Monthly Update: May 2019

Monthly Update

  • Markets are pricing two rate cuts in the USA in 2019. The Eurozone outlook has also weakened, however, not that strong of a change in policy stance is expected. Despite the lower interest rates and intensifying talks on the US recession, the USD continued to appreciate as traders are investing in the “safe haven” status of the currency. Nevertheless, over the medium term, weaker USD still remains TBC Research’s baseline scenario (see TBC Economic Review: Insight #3). Inflows to Georgia strengthened in April. Falling oil price is likely to have more benefits for Georgia as its oil exporting economic partners are better prepared for oil’s ups and downs.
  • GDP growth stood at 5.1% in April. Together with supportive external sector, strong fiscal stimulus has contributed to a large extent, while credit expansion continued to moderate. TBC Research 2019 growth projection stays unchanged at 4.7% with a 12.0% increase in credit (see TBC Economic Review: Insight #10).
  • Consolidated budget posted a deficit of 140.3 mln GEL – an estimated 4.2% of the same month GDP. The wider budget deficit continues to support the growth in 2019 together with the advance payments made at the very end of 2018. 
  • Exports increased sharply by 34.2% YoY in the USD terms (46.6% and 49.0% in the EUR and the GEL) though with a significant contribution of re-exports.

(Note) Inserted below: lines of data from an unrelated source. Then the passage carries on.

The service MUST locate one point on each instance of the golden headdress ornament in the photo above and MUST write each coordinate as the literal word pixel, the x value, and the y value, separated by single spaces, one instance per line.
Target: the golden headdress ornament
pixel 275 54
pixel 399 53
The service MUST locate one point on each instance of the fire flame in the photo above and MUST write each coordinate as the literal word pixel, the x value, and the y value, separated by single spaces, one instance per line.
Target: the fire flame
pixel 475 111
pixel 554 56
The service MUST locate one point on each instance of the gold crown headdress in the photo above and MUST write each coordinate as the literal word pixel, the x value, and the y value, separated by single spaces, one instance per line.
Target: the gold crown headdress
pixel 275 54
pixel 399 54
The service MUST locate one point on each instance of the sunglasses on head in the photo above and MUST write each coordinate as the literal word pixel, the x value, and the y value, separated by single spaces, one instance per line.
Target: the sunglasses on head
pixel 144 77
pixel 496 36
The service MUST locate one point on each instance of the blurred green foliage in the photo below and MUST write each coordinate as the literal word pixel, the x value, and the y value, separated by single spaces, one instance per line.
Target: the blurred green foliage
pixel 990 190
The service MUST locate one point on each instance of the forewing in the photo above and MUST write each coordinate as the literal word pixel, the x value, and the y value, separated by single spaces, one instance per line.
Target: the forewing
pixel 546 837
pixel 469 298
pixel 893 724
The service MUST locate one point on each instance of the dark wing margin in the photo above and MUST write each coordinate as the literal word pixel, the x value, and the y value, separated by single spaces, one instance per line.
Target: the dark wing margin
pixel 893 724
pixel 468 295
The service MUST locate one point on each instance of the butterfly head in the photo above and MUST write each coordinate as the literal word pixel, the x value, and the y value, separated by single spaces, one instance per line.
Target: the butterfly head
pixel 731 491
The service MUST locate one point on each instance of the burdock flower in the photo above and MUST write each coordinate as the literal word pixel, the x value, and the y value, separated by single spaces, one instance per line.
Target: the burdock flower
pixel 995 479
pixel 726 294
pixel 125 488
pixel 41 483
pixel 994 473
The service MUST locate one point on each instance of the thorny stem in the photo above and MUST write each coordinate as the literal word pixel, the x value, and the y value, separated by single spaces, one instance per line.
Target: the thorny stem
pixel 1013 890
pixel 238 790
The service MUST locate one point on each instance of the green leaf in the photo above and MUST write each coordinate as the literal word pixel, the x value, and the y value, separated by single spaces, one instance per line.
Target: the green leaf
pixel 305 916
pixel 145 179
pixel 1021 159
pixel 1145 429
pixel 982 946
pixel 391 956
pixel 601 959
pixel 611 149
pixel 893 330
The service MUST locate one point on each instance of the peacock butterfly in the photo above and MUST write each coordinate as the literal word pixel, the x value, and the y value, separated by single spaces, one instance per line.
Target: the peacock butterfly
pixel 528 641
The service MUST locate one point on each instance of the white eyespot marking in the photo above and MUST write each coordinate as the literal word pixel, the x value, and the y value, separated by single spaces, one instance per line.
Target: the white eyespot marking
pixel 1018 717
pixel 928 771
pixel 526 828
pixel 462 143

While imports growth has picked up, the increase was still weak compared to what a strong GDP growth implies. The trade balance continued to improve. 
  • The number of tourists increased by 4.2% in April, while the number of visitors arriving by plane went up by 13.8% YoY. The growth remained the highest from the EU with 28.7% YoY, while with an 11.0% increase, the CIS made the largest contribution balancing the negative impact of Turkey and Iran.  
  • Remittance inflows growth has doubled reaching 10.1% in April in the USD terms. When expressed in the EUR and the GEL, the growth rates stood at solid 20.3% and 22.3%, respectively.  
  • Credit growth continued to moderate with the total bank loan portfolio up by 12.1% YoY in April 2019, excluding the FX effect. Together with introduced regulations, one-offs and some normalization of credit growth in the business sector after the cyclical pick-up in 2018 also have played a role. The GEL liquidity remains high primarily thanks to the strong fiscal spending. After slowing in the second half of 2018, the Larization has started to pick-up again. 
  • The Financial Stability Committee of the National Bank of Georgia on its May 29, 2019 meeting decided to keep the countercyclical buffer unchanged at 0%. According to the Committee, in line with the expectations, the credit growth is moderating reflecting the recently introduced retail lending regulations.
  • The annual inflation edged up to 4.7% YoY in May 2019 compared to the 4.1% in the previous month. An important driver can be the weaker GEL real effective exchange rate coupled with the strong GDP growth. At the same time, without 1.4 pp impact of a higher excise tax on tobacco, the inflation stood close to the central bank’s target. Going forward, together with the GEL REER dynamics, the volatility in commodity prices such as oil and cereals will have significant impact on the consumer prices.  
  • The NBG has not intervened in the FX market, neither via direct interventions nor via FX options. Furthermore, the NBG decided not to sell the GEL call options to be exercised in June, giving additional room for the GEL to appreciate.
  • As of May 31st, the estimated GEL REER depreciated substantially and is likely to strengthen. TBC Research “a bit more than random walk” exchange rate projection stays approximately the same with the USD/GEL at 2.7 or somewhat stronger GEL for both the end of the period and the period average of 2019 (see TBC Economic Review: Insight #9).